Furthermore, there are concerns of other countries like Russia, China, and South Korea that might follow Japan’s decision to withdraw from the ICW and start commercial whaling for themselves.
2. Hunting Whales is Cruel
Conservationists and activists claim that whale hunting is cruel and immoral, stating that harpooning leads to a very slow and painful death for the whale. Experienced Japanese whalers argue that modern equipment no longer leads to drawn-out deaths, further pointing out that chickens, cows, and pigs raised in farms are killed using more cruel methods.
3. Animal Preservation is a Western Concept
Those who oppose whaling argue that whaling is becoming an increasingly dying industry. There's no longer a need to kill whales because there are other sources of meat available and that the bi-products of whales such as oil and wax no longer have a place in modern society. A further argument is that whales are considered highly intelligent creatures and should be studied instead of killed.
Japanese whalers agree that the demand for whale meat has been declining, but the idea of saving whales is too much of a Western concept. To them, imposing this concept is akin to harassment or a threat to Japanese tradition and culture. Also, preserving some animals while killing others for food is considered a double standard or inconsistent logic.
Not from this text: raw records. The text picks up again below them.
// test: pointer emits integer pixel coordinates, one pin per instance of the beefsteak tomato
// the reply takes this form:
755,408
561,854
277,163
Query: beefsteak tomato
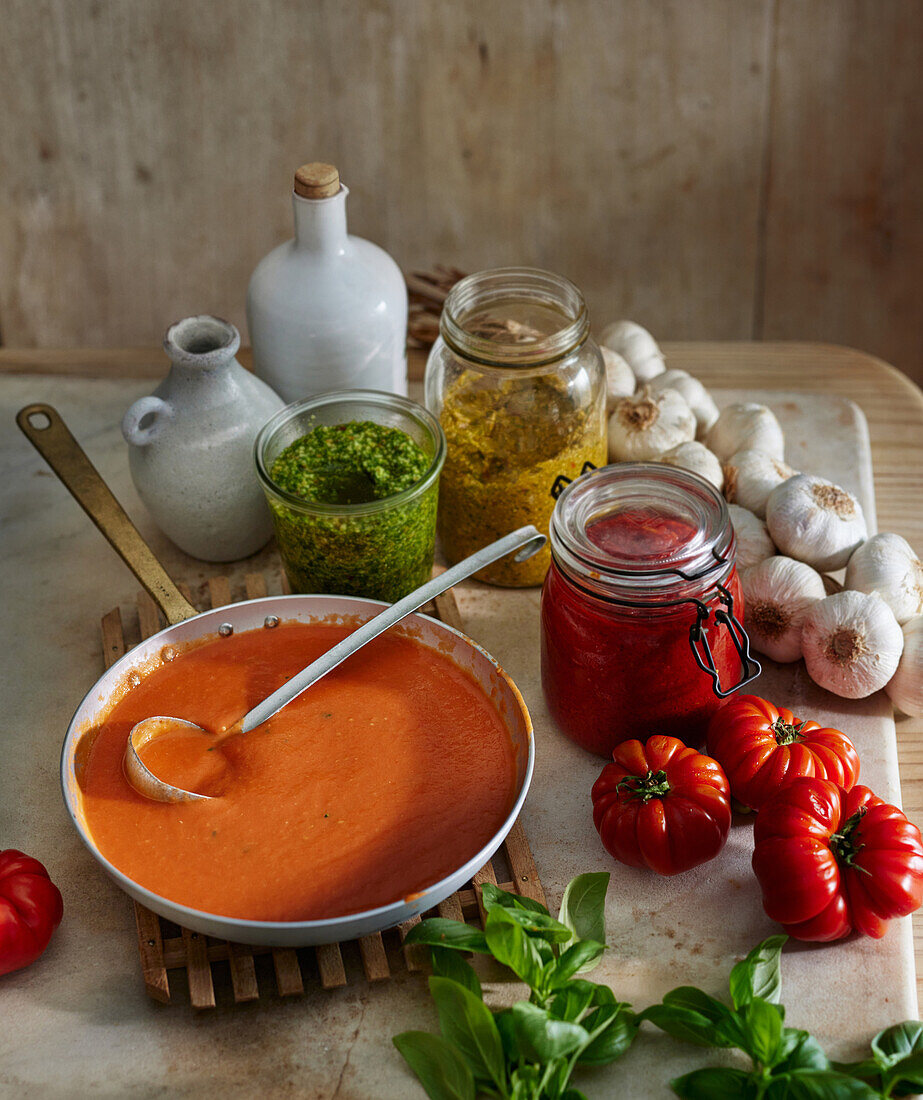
30,910
761,747
832,861
661,805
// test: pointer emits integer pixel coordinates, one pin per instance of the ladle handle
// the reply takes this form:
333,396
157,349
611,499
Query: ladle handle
527,540
48,435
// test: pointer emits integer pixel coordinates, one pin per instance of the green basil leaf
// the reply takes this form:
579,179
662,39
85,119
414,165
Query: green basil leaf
583,906
799,1049
544,1038
449,964
572,1000
898,1042
439,932
577,959
759,974
688,1024
612,1029
493,895
817,1085
442,1071
509,945
714,1084
468,1023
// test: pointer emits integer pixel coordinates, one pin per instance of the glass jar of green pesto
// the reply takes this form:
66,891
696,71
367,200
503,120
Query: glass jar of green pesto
352,482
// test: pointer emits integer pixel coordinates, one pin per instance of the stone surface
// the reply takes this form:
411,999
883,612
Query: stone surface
78,1021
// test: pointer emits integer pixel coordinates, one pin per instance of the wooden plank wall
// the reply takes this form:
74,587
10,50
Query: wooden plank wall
714,168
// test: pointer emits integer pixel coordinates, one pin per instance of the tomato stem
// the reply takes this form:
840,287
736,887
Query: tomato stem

The Future of Whaling in Japan
Japan just resumed commercial whaling, so the outcomes of this decision will be uncertain for many years. Japan might receive renewed international pressure from opposing countries and organizations. There's also the potential of Japan being brought into an international court.
The sustainability of the whaling industry in Japan is being questioned. Whaling is currently being subsidized by the government, and indirectly by the taxpayers. So far, the government has allotted over $50 million in subsidies per year since resuming whaling.
Since Japan has a lot more options for food and meat, people from Japan's Whaling Association have acknowledged and accepted that the demand for whale meat might not rise, even with commercial whaling returning. However, companies and the government have been doing a great deal of work in trying to normalize whale meat like any other food you'd find at a restaurant.
Since 2010, there have been efforts by local governments to revive the consumption of whale meat by serving it in school lunches, specifically in towns with whaling traditions. However, local businesses could curb this by refusing to sell whale, especially in tourist-heavy cities where they know it wouldn't sell.
Despite pushback, the whale-watching industry in Japan brings many visitors each year. According to a Reuters Article, one whale-watching company in Okinawa had over 18,000 customers over a 3-month period in 2019, which also contributed to the tourism industry. With that in mind, there's a chance that whale hunting could be seen as a tourism boon.
With most issues, there are always two sides. From my experience on the subject here in Japan, the majority of Japanese simply don't care. The younger generation will agree that it's unethical. Meanwhile, the older generation will all agree that the whaling market and traditions should be revived.
I can agree with my counterparts that whale hunting is unethical. Many people don't eat whale meat anymore, and it's more of a cuisine for older people. On the other hand, I can understand why people, specifically those who live on Japan's remote islands, would support whaling. After all, it's an additional market that could revive local economies.